Until Father Agamedes joins them, no one can eat, wretched priest, he’s obviously not as hungry as I am, the smell of that stew is making my stomach rumble, I don’t know how I’ve lasted this long really, I deliberately didn’t eat supper last night so that I’d have more appetite today. One doesn’t own up to such feelings, of course, admitting that one didn’t have supper so as to be able to eat more at other people’s expense, but we’re all familiar enough with such human frailties, and therefore with our own, to be able to forgive them in others. Especially now that Father Agamedes has finally arrived and goes over to say a few words to Tomás Espada and the Mau-Tempos, words that Faustina doesn’t quite understand, although she nods vigorously and adopts an expression of filial unction, not that she’s a hypocrite, poor woman, it’s just that the timbre of Father Agamedes’s voice makes her ears buzz, otherwise she would be able to understand him perfectly. Father Agamedes is very fatherly with the bride and groom, he gestures with his right hand, blessing people on either side, and they forget about their hunger for a moment, but now it comes roaring back, at last we’re going to start.

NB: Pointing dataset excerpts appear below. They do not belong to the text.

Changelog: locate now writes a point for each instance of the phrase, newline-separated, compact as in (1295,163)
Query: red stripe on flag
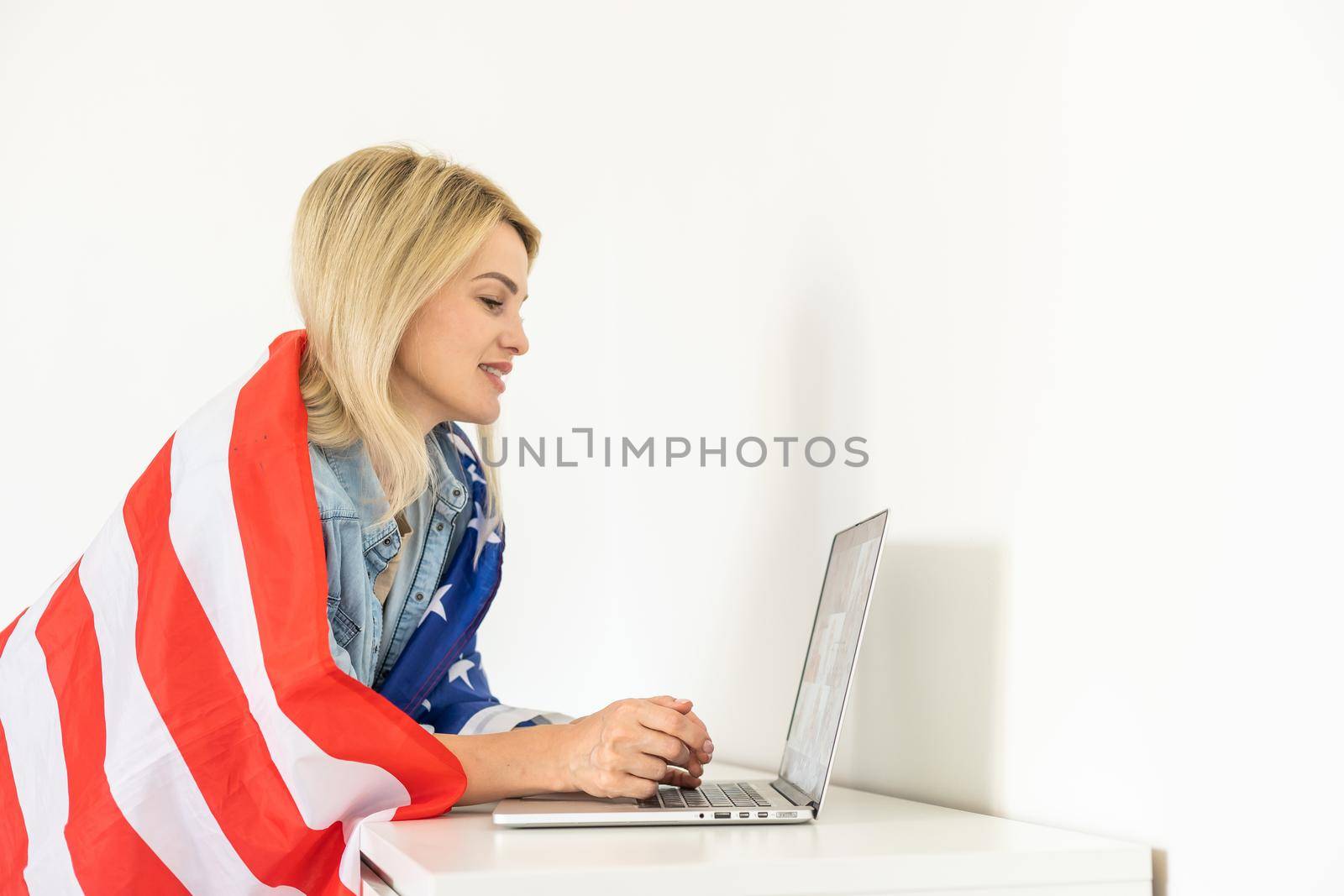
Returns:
(273,488)
(105,851)
(206,711)
(13,836)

In came the platters and tureens, all borrowed, well, two of them weren’t, and as for Gracinda Mau-Tempo’s own meager collection of crockery, her mother was very firm, You’re not taking that to the wedding, we’ll sort something out, don’t you worry, you can’t start married life with a load of broken crockery, it might bring bad luck. Finally they ate, at first greedily, then more slowly, because everyone knew that there wouldn’t be much more to eat, and common sense dictated, therefore, that they make the stew and the pigs’ ears last, at least there was plenty of wine, which was something.